Comment by esrauch

1 month ago

This is very interesting, though the limitations for 'security' reasons seem somewhat surprising to me compared to the claim "Anything JSON can do, it can do. Anything JSON can't do, it can't do.".

Simplest example, "a\u0000b" is a perfectly valid and in-bounds JSON string that valid JSON data sets may have in it. Doesn't it end up falling short of 'Anything JSON can do, it can do" to refuse to serialize that string?

"a\u0000b" ("a" followed by a vertical tabulation control code) is also a perfectly valid and in-bounds BONJSON string. What BONJSON rejects is any invalid UTF-8 sequences, which shouldn't even be present in the data to begin with.

  • You're thinking of "a\u000b". "a\u0000b" is the three-character string also written "a\x00b".

    • Bleh... This is why my text formats use \[10c0de] to escape unicode codepoints.
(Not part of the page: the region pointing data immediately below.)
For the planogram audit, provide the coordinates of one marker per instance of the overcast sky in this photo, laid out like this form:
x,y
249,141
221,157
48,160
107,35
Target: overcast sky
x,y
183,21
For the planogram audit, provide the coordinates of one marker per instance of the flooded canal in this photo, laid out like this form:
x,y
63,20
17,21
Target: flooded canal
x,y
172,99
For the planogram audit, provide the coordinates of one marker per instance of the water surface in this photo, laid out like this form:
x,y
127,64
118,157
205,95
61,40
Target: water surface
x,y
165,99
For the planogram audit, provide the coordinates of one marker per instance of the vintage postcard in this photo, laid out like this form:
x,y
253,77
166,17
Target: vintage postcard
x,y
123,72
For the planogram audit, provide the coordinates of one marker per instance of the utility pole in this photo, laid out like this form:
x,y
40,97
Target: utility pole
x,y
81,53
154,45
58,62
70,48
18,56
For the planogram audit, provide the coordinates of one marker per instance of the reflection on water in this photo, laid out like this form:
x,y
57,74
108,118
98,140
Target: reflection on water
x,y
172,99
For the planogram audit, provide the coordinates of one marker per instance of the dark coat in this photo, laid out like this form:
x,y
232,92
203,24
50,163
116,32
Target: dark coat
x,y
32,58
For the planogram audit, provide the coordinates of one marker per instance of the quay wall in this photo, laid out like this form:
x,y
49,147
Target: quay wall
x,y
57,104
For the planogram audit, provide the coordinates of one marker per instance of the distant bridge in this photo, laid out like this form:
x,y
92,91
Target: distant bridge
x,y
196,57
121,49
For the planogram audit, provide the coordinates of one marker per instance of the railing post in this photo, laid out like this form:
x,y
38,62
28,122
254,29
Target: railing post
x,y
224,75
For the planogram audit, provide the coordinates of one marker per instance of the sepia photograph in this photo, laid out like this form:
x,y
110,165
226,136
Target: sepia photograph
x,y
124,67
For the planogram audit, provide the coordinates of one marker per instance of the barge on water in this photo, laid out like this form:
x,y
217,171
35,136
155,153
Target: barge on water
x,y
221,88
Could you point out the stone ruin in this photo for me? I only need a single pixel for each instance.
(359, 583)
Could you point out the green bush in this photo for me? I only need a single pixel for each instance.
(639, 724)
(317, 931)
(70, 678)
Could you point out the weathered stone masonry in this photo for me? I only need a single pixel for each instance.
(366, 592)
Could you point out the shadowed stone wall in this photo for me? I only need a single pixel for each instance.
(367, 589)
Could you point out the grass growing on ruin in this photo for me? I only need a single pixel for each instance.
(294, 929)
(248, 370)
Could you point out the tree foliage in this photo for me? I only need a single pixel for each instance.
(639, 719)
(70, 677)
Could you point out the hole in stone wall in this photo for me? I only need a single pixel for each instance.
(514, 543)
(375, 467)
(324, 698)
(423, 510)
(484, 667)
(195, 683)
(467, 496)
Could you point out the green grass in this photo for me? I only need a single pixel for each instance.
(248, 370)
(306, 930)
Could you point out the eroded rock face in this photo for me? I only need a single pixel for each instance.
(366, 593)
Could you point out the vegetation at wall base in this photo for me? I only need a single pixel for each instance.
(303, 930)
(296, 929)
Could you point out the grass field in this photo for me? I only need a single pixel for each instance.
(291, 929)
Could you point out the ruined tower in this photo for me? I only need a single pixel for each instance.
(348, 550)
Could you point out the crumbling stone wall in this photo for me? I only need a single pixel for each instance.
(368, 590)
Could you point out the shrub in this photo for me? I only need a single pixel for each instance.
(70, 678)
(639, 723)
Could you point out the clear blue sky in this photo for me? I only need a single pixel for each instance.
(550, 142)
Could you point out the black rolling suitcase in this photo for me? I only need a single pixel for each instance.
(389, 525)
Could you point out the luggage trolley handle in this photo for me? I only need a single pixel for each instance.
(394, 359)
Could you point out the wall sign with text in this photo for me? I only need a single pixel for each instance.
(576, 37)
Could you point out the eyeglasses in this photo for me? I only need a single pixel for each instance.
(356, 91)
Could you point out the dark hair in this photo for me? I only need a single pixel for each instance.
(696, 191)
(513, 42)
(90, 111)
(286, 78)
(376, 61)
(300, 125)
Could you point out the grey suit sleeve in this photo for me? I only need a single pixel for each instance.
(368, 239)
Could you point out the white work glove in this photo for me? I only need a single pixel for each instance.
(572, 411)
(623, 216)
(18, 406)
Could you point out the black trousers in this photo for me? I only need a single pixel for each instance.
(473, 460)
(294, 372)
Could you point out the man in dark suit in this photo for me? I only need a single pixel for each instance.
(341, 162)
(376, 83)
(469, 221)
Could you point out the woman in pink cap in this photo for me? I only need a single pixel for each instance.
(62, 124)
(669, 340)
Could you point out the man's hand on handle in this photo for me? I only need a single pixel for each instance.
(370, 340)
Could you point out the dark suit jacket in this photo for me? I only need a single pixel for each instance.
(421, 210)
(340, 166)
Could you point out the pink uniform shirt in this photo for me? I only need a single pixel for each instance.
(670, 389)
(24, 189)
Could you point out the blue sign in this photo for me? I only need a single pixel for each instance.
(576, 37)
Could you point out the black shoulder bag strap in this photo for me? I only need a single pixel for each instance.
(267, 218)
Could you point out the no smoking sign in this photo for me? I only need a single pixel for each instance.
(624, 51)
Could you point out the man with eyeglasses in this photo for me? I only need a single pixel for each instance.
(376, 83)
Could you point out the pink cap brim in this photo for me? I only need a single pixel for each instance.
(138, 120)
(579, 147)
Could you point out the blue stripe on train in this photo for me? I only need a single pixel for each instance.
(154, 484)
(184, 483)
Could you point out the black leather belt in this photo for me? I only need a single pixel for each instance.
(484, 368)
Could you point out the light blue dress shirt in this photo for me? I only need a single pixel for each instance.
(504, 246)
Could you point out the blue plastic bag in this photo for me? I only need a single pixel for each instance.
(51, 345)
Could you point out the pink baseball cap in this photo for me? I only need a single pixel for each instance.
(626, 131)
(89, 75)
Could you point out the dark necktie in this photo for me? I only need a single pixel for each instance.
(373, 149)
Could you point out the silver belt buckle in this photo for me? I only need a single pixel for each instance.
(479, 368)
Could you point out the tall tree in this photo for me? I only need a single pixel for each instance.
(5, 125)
Much easier for humans to parse.

  • My example was a three character string where the second one is \u0000, which is the NUL character in the middle of the string.

    The spec on the GitHub says that it is banned to include NUL under a security stance, that someone that after parse someone might do strlen and accidentally truncate to a shorter string in C.

    Which I think has some premise, but its a valid string contents in JSON (and in Utf8), so it is deliberately breaking 1:1 parity with JSON parity in the name of a security hypothetical.